Advertisement

GNP Revised Downward--Again : Economy Grows Sluggish 0.7% in 4th Quarter

Share
Times Staff Writer

The U.S. economy grew even more sluggishly in the fourth quarter last year than earlier reported, the Commerce Department said Wednesday in another downward revision of its estimate to 0.7% from 1.2%.

Department analysts said the figure was revised mainly because more complete year-end data showed that the nation’s trade balance from October through December was substantially worse than earlier estimated.

The newly reported 0.7% growth rate, the third and final revision for the fourth quarter, caused the department’s Bureau of Economic Analysis to reduce its estimate of growth for all of 1985 to 2.2% from 2.3%--by far the weakest showing since the 1982 recession, when the nation’s gross national product fell by 2.5%.

Advertisement

Leo M. Bernstein, a bureau analyst, said the decrease of half a percentage point in the fourth-quarter estimate was “not much of a revision.”

But he conceded that the revised figures are in stark contrast to the very early “flash” estimate of fourth-quarter growth, which predicted expansion at a 3.2% annual rate when it was issued in mid-December on the basis of mostly preliminary data from October alone.

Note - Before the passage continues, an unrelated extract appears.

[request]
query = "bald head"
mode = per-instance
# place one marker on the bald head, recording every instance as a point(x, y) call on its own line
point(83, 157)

Since last December, the Commerce Department has announced that it will no longer issue flash estimates, which had been notoriously unreliable. In the past, the flash estimate was issued on the same day as the final revision of the previous quarter.

The department also announced Wednesday that after-tax corporate profits rose 6% in the final three months of 1985 but were down 2.2% for the entire year. The yearly decline was the first since 1982, when profits fell 22.2%. After-tax profits rose 10.9% in 1984 and 21.9% in 1983.

The decline last year emphasized the battering that U.S. industries suffered from foreign competition. However, analysts noted that the 6% rise in profits during the fourth quarter was the strongest increase since the third quarter of 1983 and was a good sign that profits are headed up again.

The rise means that corporations earned after-tax profits at an annual rate of $149.5 billion in the fourth quarter, compared to a $141.1-billion rate in the third quarter.

Advertisement

Despite the economic slump late last year--and in some degree because of it--the Reagan Administration is forecasting a sharp rebound of annual growth to about 4% for 1986. Mainly because of the winter’s collapse in world oil prices, many private economists have begun to raise their own growth estimates for the year, despite recent disappointing reports on the nation’s trade deficit, unemployment, industrial production and other key economic factors.

White House spokesman Larry Speakes said Wednesday that, “despite this downward revision, the current level of economic activity should lead us to optimistic expectations. . . . More Americans are working than ever before and a new mood of optimism prevails in virtually every sector.”

The Commerce Department report Wednesday also showed that exports of U.S. goods grew at an annual rate of 6.6% in the July-September quarter, down from the earlier estimate of 7.4%. Imports expanded by 24.5%, instead of the 18.6% reported earlier.

In other key areas, the economy was slightly better than earlier reported. Final sales, government purchases and business investment increased somewhat over earlier estimates. However, the surge of foreign imports offset those gains.